In a very similar sense, we experience this situation as Christians. We know the vocabulary of the world. It comes very naturally to us. But if we are going to face the day-to-day temptations of the world, then we need to replace our worldly vocabulary with vocabulary of Scripture. We can’t do that unless we know what the Word of God says. We can throw around Christian words like “salvation” and “righteousness” and “justification,” but if we don’t know the deep meaning of those words, then they are just as useful to us as my walking into a French hospital in labor saying, “Hi, my name is Lauren. I do not like to run.”
With the same sense of urgency I felt during those first several weeks of language study, let’s dig into what it means to be saved and how that changes the way we see everything about our lives. Better understanding the gift of Good Friday and Easter will help us continue the celebration beyond one weekend in March or April.
Read the following passages of Scripture. Take them each to heart in a new way. Be reminded of why we need to be saved:
Romans 3:23-25a (NIV) - “23 for all have sinned and fall short of the glory of God, 24 and all are justified freely by his grace through the redemption that came by Christ Jesus. 25 God presented Christ as a sacrifice of atonement, through the shedding of his blood—to be received by faith. He did this to demonstrate his righteousness, because in his forbearance he had left the sins committed beforehand unpunished—”
Romans 6:23 (ESV) - “For the wages of sin is death, but the free gift of God is eternal life in Christ Jesus our Lord.”
John 14:6 (ESV) - “Jesus said to him, ‘I am the way, and the truth, and the life.

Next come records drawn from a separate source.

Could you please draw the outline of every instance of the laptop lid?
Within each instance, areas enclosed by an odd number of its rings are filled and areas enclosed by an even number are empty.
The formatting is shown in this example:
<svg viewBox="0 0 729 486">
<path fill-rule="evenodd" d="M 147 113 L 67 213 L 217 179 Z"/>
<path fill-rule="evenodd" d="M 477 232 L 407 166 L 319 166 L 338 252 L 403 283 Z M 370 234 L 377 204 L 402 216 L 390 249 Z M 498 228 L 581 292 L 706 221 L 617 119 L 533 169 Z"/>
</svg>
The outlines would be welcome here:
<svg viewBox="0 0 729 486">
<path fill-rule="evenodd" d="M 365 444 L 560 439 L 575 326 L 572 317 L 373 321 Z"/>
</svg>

No one comes to the Father except through me.’”
John 1:12-13 (ESV) - “But to all who did receive him, who believed in his name, he gave the right to become children of God, who were born, not of blood nor of the will of the flesh nor of the will of man, but of God.”
Galatians 5:1 (ESV) - “For freedom Christ has set us free; stand firm therefore, and do not submit again to a yoke of slavery.”
Titus 3:3 (ESV) - “For we ourselves were once foolish, disobedient, led astray, slaves to various passions and pleasures, passing our days in malice and envy, hated by others and hating one another.”
REFLECTION:
After reading those verses, what words or phrases stand out to you the most? Reflect on those words/phrases.
ACTION:
Work on committing Romans 3:22-25 to memory this week. Write it down on a note card and put it somewhere where you will see it throughout the week.
To learn the language of our faith, we have to replace the ways/thoughts of the world with the ways/thoughts of God’s Word. Let’s do that together this week by memorizing a small portion of His Word.